Ziyaretin ardından İzmir'de basın açıklaması yapan Soyer, FETÖ’nün bile dillendirmediği “paralel devlet” hazırlığını açıkça ilan etti.

CHP’li Soyer, deprem bölgesindeki kısa gezintisini “Devlet yok.” diye anlatmaya başladı. Açıklama bu iki sözcükle kalmadı, 4 ilde paralel belediye kuracaklarını ilan etti. Konuşmasında “Polis, asker, AFAD mensubu hiç kimse yoktu.” ifadelerini kullanan CHP’li Başkan, “Hatay, Adıyaman, Osmaniye ve Kahramanmaraş’ta koordinasyon merkezlerimiz farklı görevler yapacak. Bir büyükşehir belediyesi paralelini kuruyoruz deprem bölgesinde.” dedi. Soyer’in açıklamaları, başta Sözcü gazetesi olmak üzere Evrensel, Birgün, Duvar gibi mecralarda kabul gördü, manşetlere taşındı. Açıklamadan satırbaşları şöyleydi:

DEVLETİ GÖRMEMİŞ  

“Hatay’da devleti görmedik. Polis, asker, AFAD mensubu hiç kimse yoktu. Televizyonlarda gördüğümüz mucize kurtuluşlar gerçeğin binde 1‘i bile değil. Gerçek farklı. Gerçek devletin olmadığını gösteriyor bize. Devlet nasıl vardır? Polis, zabıta, asker üniformaları ile görürsünüz. Biz bunları görmedik. Devlet yoktu. Enkaz altından çıkanlar ilk 8 saat kendi imkanlarıyla çıktı. Sonra 40’ıncı saatten itibaren kurtarma haberlerini duyduk. Ondan sonra arama kurtarma ekipleri müdahil oldular. Devlet eğer üniformayla varlığını gösteriyorsa Polis, asker, AFAD mensubu hiç kimse yoktu. Tek sözcükle, geç kalındı, çok geç kalındı.”

ASKER HEDEFTE  

Tunç Soyer, sağlık çalışanlarıyla askeri de hedefe koydu: “Sağlık konusu da aynı. Hastaneler yıkılmış, ayakta duranların koridorlarında üst üste cesetler var. Bir yerde ambulans görüyorsunuz, neden gitmiyorlar dediğimizde talimat bekliyoruz diyorlar. Dizilmiş 50 asker görüyoruz, neyi beklediğimizi sorduğumuzda talimat bekliyoruz, diyorlar.”
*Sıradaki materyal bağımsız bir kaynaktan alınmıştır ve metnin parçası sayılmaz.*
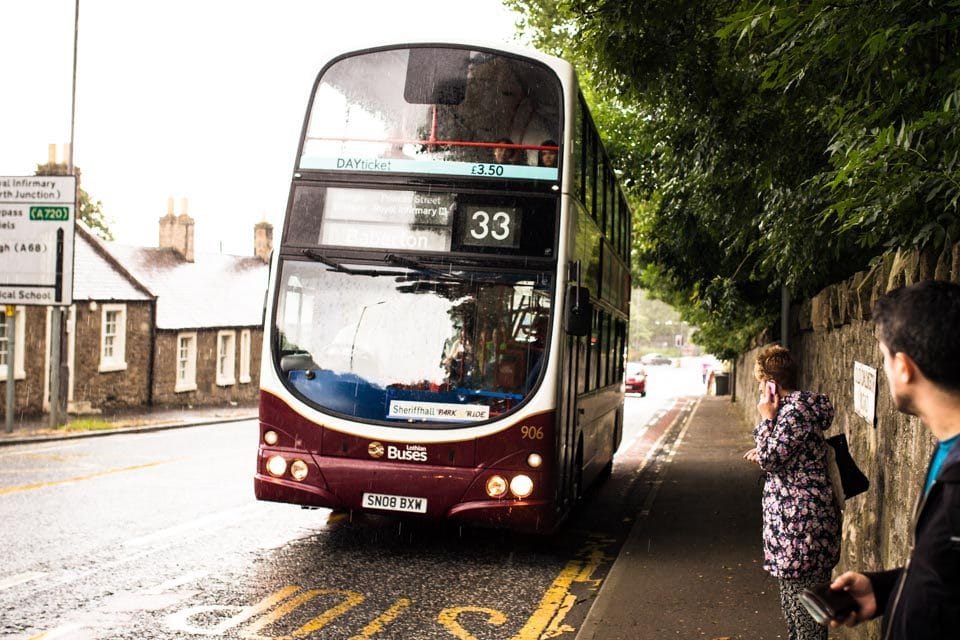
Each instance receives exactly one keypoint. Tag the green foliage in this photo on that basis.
(89, 211)
(768, 143)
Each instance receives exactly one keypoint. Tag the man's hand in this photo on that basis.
(859, 586)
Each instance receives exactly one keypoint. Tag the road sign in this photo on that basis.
(37, 215)
(864, 391)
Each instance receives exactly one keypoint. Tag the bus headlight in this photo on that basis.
(276, 466)
(298, 469)
(521, 486)
(496, 486)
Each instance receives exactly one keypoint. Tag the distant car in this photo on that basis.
(636, 379)
(655, 359)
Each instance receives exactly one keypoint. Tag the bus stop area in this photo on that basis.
(692, 564)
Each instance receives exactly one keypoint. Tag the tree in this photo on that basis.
(769, 143)
(89, 211)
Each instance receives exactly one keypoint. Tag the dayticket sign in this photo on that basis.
(37, 215)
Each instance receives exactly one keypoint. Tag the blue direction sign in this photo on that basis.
(37, 215)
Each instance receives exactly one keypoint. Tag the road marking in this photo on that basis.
(351, 600)
(448, 620)
(180, 620)
(53, 483)
(377, 625)
(551, 603)
(20, 578)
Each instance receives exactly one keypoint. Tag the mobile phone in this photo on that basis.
(825, 604)
(771, 390)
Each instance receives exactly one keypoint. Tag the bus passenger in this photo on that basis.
(547, 157)
(508, 155)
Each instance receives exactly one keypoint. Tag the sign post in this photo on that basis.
(864, 391)
(37, 216)
(11, 332)
(37, 225)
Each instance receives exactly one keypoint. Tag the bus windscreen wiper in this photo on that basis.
(410, 263)
(313, 254)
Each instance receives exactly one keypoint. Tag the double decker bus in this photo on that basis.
(447, 313)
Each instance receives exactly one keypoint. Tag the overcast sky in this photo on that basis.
(202, 99)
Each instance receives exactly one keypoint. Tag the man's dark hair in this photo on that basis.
(923, 322)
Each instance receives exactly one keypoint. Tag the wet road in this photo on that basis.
(157, 535)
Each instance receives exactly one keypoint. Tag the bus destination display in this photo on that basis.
(414, 220)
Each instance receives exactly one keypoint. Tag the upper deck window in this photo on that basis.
(436, 111)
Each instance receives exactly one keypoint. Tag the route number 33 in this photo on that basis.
(485, 226)
(489, 227)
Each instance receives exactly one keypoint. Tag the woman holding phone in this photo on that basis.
(801, 518)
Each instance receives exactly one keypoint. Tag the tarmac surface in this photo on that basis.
(691, 566)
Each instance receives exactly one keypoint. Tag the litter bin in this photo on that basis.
(721, 383)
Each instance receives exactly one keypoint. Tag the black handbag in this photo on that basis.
(851, 478)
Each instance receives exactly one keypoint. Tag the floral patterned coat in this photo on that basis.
(801, 519)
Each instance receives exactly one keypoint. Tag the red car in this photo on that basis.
(636, 380)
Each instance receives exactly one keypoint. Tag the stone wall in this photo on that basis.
(827, 335)
(110, 391)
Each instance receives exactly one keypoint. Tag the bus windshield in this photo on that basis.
(436, 110)
(400, 342)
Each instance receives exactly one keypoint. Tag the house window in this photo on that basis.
(245, 356)
(18, 343)
(226, 357)
(113, 338)
(186, 362)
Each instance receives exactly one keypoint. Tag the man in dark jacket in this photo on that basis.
(919, 333)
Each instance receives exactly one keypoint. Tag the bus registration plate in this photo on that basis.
(394, 503)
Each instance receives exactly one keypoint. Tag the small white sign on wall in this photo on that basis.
(864, 391)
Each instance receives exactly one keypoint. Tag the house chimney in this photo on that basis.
(263, 240)
(176, 232)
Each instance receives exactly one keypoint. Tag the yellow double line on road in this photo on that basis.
(99, 474)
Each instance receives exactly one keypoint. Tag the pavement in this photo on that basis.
(691, 565)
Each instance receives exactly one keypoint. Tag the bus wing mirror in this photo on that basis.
(578, 312)
(297, 362)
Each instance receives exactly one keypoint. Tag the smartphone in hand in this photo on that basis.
(770, 388)
(826, 604)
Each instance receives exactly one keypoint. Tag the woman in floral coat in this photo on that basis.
(801, 518)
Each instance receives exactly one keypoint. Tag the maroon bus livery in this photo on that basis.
(447, 313)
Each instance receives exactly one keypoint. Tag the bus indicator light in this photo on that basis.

AFAD’A GÜVENME STK’YA GÜVEN   

Tunç Soyer, AB nezdinde “çok yetkin” ve sevilen bir belediye başkanı. AB fonlarından yararlanarak STK’yı, AFAD’ın yerine koyarak şunları söyledi:

“Umut Hareketi adıyla başlattığımız destek hareketi 37 milyon tl üstüne çıktı. İZSU ekiplerimiz Hatay’da çalışıyor, çünkü orada içme suyu yok. Bugüne kadar yaptığımız çalışma bir yana 4 şehirde koordinasyon merkezi kuruyoruz. Bu merkezler farklı görevler yapacak. Bir büyükşehir belediyesi paralelini kuruyoruz deprem bölgesinde.” Yardımların sadece AFAD eliyle dağıtılacağının söylenmesinin kendilerinde bir endişe yaratıp yaratmadığının sorulması üzerine “Hiçbir şekilde yaratmıyor. Biz ulaştırdık ulaştırmaya devam edeceğiz. Bugüne kadar yaptık, yapmaya da devam edeceğiz. Kimse bunu durduramaz.”